La_Souris_bleueRoman de Kate Atkinson (2004)
Livres de Kate Atkinson déjà lus : aucun

Quatrième de couverture :
Un détective privé enquête à Cambridge sur des affaires criminelles qui n'ont jamais été éclaircies. Il doit remonter à des événements souvent très lointains pour suivre les traces de la mystérieuse "Souris Bleue". Les intrigues se déroulent dans des milieux sociaux très divers, allant de la classe ouvrière à la gentry.

Mon avis :
Ne vous fiez pas au titre français. Case Histories (en VO) nous narre les enquêtes simultanées que mène Jackson Brodie pour élucider des affaires non résolues de disparitions ou de meurtres, impliquant des filles. La "souris bleue" en question n'est que le fil conducteur de l'une d'entre elles, alors qu'elle n'est pas plus développée dans le courant de l'intrigue que les deux autres. Putains de traducteurs!
Une fois encore, l'ombre de Lilly Rush plane au-dessus de ce roman qui mêle la légèreté et le tragique, l'onirique et le quotidien. Mais qu'est-ce qu'ils ont tous à s'occuper d'affaires vieilles de plusieurs années? (cf. Cinq petits cochons) Ici le protagoniste et fil rouge de ce roman n'a pas le choix : c'est son métier. Successivement vont lui incomber les missions de résoudre une disparition d'enfant inexpliquée, surgie en 1970 ; l'assassinat d'une jeune fille en 1994 et l'évaporation d'une jeune femme qui a tuée son mari à coups de hache en 1979. Trois crimes distincts, trois milieux sociologiques différents, trois deuils à surmonter. Car La Souris bleue n'est pas tout à fait un roman policier. Kate Atkinson utilise les codes et la trame d'un polar pour mieux appréhender le thème de la reconstruction après une mort ou une disparition. Colère, déni, refoulement ou culpabilisation, chaque personnage va, à sa manière, essayer de survivre à l'absence. Atkinson prend le temps de développer ses personnages, auxquels on s'attache, certains bien malgré nous, parce qu'ils sonnent vrai. C'est parfois dans un détail, une gestuelle, un regard que les personnalités vont se dévoiler et que le masque que la vie nous oblige à porter se fissure, laissant béantes les plaies et les cicatrices.Kate_Atkinson
Ce roman dresse également un portrait intéressant de la paternité, notamment liée à une fille. Kate Atkinson semble chercher le modèle du père idéal entre les figures masculines qui nous sont proposées. Des hommes qui aiment leurs filles, mais toujours d'une façon maladroite. Le rapport père/fille est une relation vouée à se balancer entre l'attirance et l'incompréhension. Ce thème ressort d'autant plus que les mères, dans cette histoire, oscillent entre l'incompétence et la véritable cruauté, quand elles ne sont tout simplement pas mortes. Dans l'univers de Kate Atkinson, une fille se construit d'abord à travers la figure de son père.
Malgré ces aspects bien noirs, La Souris bleue ne manque pas d'humour, loin de là. Humour d'opposition, classique chez les Anglais (les soeurs Amelia et Julia), ou introduction d'un élément perturbateur (la fille de Jackson dans les bureaux), le livre multiplie les bouffées d'humour pour nous faire oublier, le temps de quelques lignes, les drames qui se jouent devant nous.
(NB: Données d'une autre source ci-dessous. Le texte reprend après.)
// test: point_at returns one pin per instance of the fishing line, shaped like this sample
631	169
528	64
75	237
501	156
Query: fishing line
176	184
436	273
Elles en parlent aussi : Le Biblioblog Carolyn Grey Jules Praline

Premières lignes :
Quelle chance elles avaient! Une vague de chaleur au milieu des grandes vacances, là où on l'attendait. Tous les matins, levé bien avant elles, le soleil faisait fi des fins voilages qui pendaient mollement aux fenêtres des chambres à coucher, un soleil déjà brûlant et moite de promesses, avant même qu'Olivia n'ait ouvert les yeux. Olivia, matinale comme un coq, toujours la première debout, au point que plus personne dans la maison n'utilisait de réveil depuis sa naissance, trois ans plus tôt.
Olivia la benjamine et donc celle qui dormait dans la petite chambre de derrière tapissée d'un papier peint à motif de comptines, pièce qu'elles avaient occupée à tour de rôle avant d'en être évincées. Olivia, jolie comme un coeur, tout le monde en convenait, même Julia qui avait mis beaucoup de temps à accepter de n'être plus la petite dernière, place dont elle avait fait ses délices pendant cinq ans.